It's not quite a rehabilitation. But a new study clears Dutch physics Nobel laureate Petrus “Peter” Debye of the most serious accusations that arose last year after publications about his past in Nazi Germany. Debye, who succeeded Albert Einstein at the helm of the Kaiser Wilhelm Institute for Physics in Berlin in 1934, was not an anti-Semite or a Nazi, the study concludes--but it knocks him for opportunism.
Debye came under attack in 2006 from physicist and journalist Sybe Rispens. In a book and in a magazine article titled "Nobel Laureate With Dirty Hands," Rispens showed that as chair of the German Physical Society, Debye had asked Jewish members to resign in a letter in 1938--Debye had ended the letter with a "Heil Hitler!" The book also claimed that after he left Germany in 1939 to join Cornell University, Debye kept in touch with the Nazi regime and even suggested returning to his Berlin job as late as June 1941.
Rispens's publications triggered a furious debate in the Netherlands, and the University of Utrecht soon dropped the name "Debye" from its nanophysics institute; Maastricht University--in Debye's hometown--halted its involvement in the Debye Prize for the natural sciences, awarded by a Dutch foundation. Several physicists and historians objected, however, arguing that Debye had just tried to make the best of a bad situation. They pointed out, for example, that signing official letters with "Heil Hitler!" was standard practice even among those opposed to the regime (Science, 30 June 2006, p. 858). And Debye's offer to return to Germany may have been an attempt to protect his daughter, who still lived in his official residence in Berlin. Cornell University--where Debye remained until his death in 1966--said last year that it saw no reason to drop his name from a professorship.
The 200-page study by historian Martijn Eickhoff of the Netherlands Institute for War Documentation, commissioned by the Dutch science ministry and published yesterday, concludes that Rispens's picture of Debye was a "caricature" that contains multiple errors. Eickhoff points out that Debye seemed to think that he had to do what he could to keep German physics afloat. Although he didn't actively resist the Nazi regime, there were "moments of opposition," the study notes, such as his helping two Jewish colleagues escape from Germany. To retain his position, he developed a "survival mechanism of ambiguity."

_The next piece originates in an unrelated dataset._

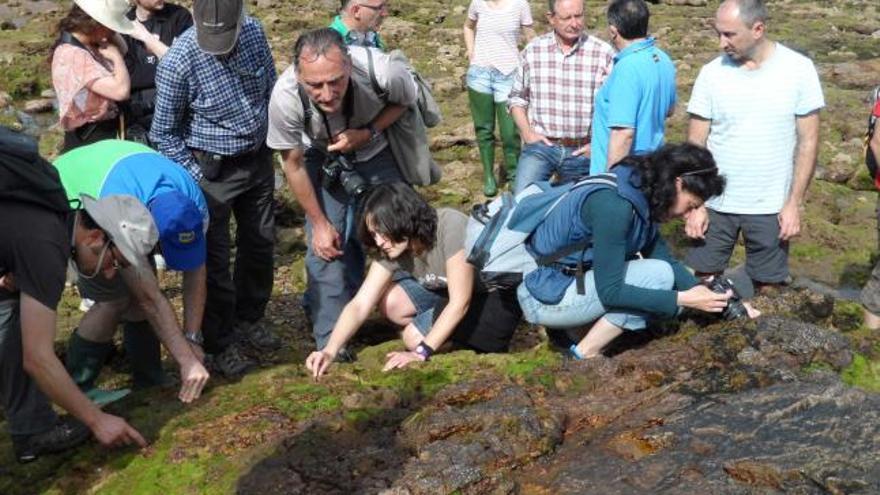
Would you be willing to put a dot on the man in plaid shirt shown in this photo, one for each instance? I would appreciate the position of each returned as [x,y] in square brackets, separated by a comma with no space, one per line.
[552,96]
[213,89]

"It's a good study," says Rispens, who concedes that his own work may have come off as slanted because he primarily looked at Debye through the eyes of Albert Einstein, who did not hold the Dutchman in high esteem.
But Debye's descendants are less pleased. "I was happy to see" that a six-page summary in English "does not support previous innuendoes of anti-Semitism and charges about Debye having been a [Nazi] collaborator," Norwig Debye-Saxinger, a grandson living in Kinderhook, New York, wrote in an e-mail to ScienceNOW. But descriptions such as "opportunistic," and the study's claim that Debye "kept an escape hatch ready in every situation," are untrue, he adds.
The two Dutch universities declined to comment; they are awaiting the report of a panel chaired by physicist and former vice prime minister Jan Terlouw that will advise them on whether to restore the Debye name.